Ancient pee suggests humans made a big leap in their domestication of animals starting about 10,450 years ago.
At the beginning of that time period, people hunted game to obtain meat, says study coauthor Mary Stiner. By about 1,000 years later, community members were managing herds of sheep and goats for food, the team found.
Anthropologists consider the transition from hunting and gathering to farming and herding to be a crucial turning point in the history of humanity.
“We have been working very hard to understand the evolution and origins of these domestication relationships,” says Stiner, professor of anthropology at the University of Arizona.
“This happens long before you have an animal or plant truly transformed by interactions with people,” Stiner says. “In this time period, we’re working on the problem of the entry-level context of the human-animal relationship.”
Dung and other evidence
To reconstruct the scale and pace of change during the first phases of animal domestication, lead author Jordan Abell, then an undergraduate in geosciences, figured out a way to use urine salts left by humans and animals at an ancient site in Turkey to calculate how the density of animals and humans changed over time.
“And we thought, well, humans and animals pee…”
“This is the first time, to our knowledge, that people have picked up on salts in archaeological materials and used them in a way to look at the development of animal management,” says Abell, now a graduate student at Columbia’s Lamont-Doherty Earth Observatory in Palisades, New York.
Scholars think the intensive food production that started about 11,000 years ago—a time period called the Neolithic Revolution—allowed cities to grow, led to technological innovation, and eventually enabled human civilization as we know it today.
Scientists knew people at the site had captive animals because of accumulations of dung and other evidence. However, reconstructing the scale and pace at which humans were domesticating sheep and goats was difficult using just bone fragments and fossilized dung, Abell says.
The researchers wondered what other clues a bunch of animals onsite might have left behind. Coauthor Susan Mentzer of the University of Tübingen in Germany previously found chemical compounds in the soil that might be from urine.
“And we thought, well, humans and animals pee, and when they pee, they release a bunch of salt,” Abell says. “At a dry place like this, we didn’t think salts would be washed away and redistributed.”
Urine salts
The various levels of the archeological dig at Aşıklı Höyük span the time before human settlement through the time when the settlement was abandoned—a period of about 1,000 years.
As reported in Science Advances, the team collected 113 samples from all across the site–from trash piles to bricks and hearths, and from different time periods—to look at patterns in the sodium, nitrate, and chlorine salt levels.
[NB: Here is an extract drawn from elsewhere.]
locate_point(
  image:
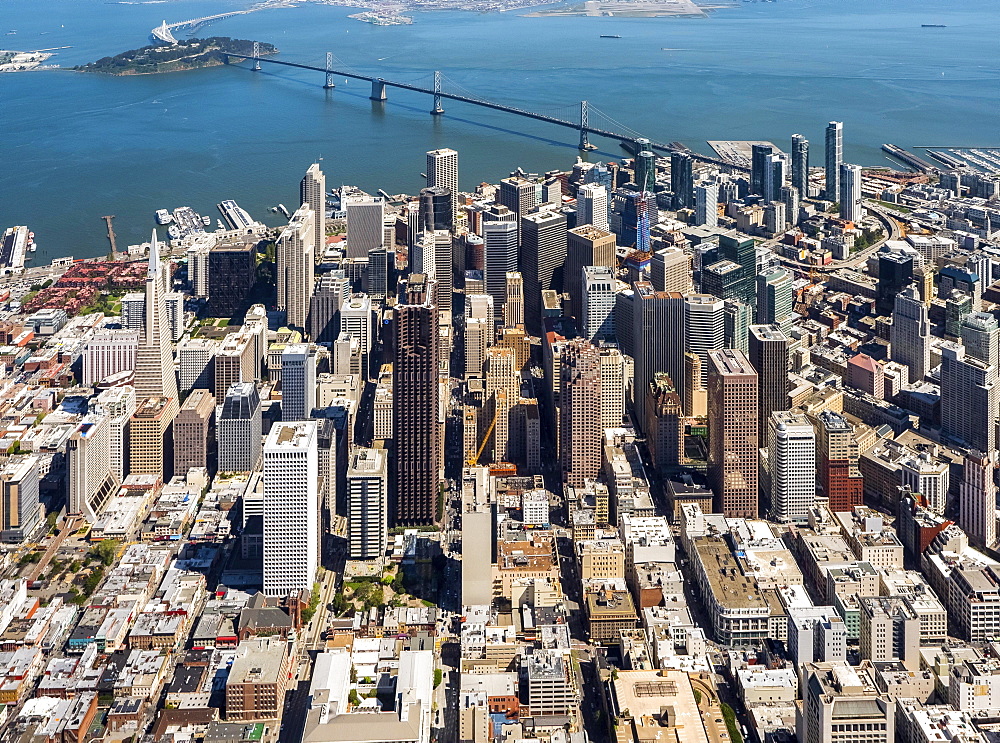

The researchers estimated how many humans and animals the ancient salt deposits represented by using information on urine salts from modern-day feedlots in which animal numbers are known.
The researchers have other archaeological evidence, such as the numbers of structures, to use to estimate the number of humans.
“By 500 years in, there were more sheep and goats than people…”
At the lowest levels of the archeological dig, the natural layers before the settlement was built, the researchers found almost no urine salts. Salt levels in the layer with the first evidence of human habitation increased slightly.
The team found a spike in urine salts as much as 1,000 times more than the pre-settlement levels from 10,000 to 9,700 years ago. That jump in salts indicates a rapid increase in the number of occupants—both human and animal. After that, the concentrations decrease slightly.
More meat
Abell says those changes line up with other evidence from the site that suggests the people initially hunted sheep and goats, then started keeping just a few animals, and shifted to having large numbers of animals corralled within the settlement. Finally, as animal numbers increased even more, the animals were moved to the periphery of the site.
Stiner says, “In the very beginning, a family might have one or two kids or lambs they raised through the winter—kind of a meat supplement. By 500 years in, there were more sheep and goats than people—and on and on, as they became more and more dependent on the animals.”
The team calculated that 10,450 years ago, the density of people and animals occupying the settlement at Aşıklı Höyük jumped from near zero to approximately one person or animal for every 10 square meters. Modern-day semi-intensive feedlots have densities of about one sheep for every 5 square meters.
The researchers hope to find a way to differentiate between human and animal urine salts. They think the methodology could be applied in other arid areas and could be especially helpful at sites where other physical evidence, such as bones, is lacking.
Stiner says the new method could help to clarify the larger picture of humanity’s relationship to animals during this transitional period. “We might find similar trends in other archaeological sites of the period in the Middle East.”
Additional coauthors are from the University of Arizona and Istanbul University in Turkey. The National Science Foundation funded the research.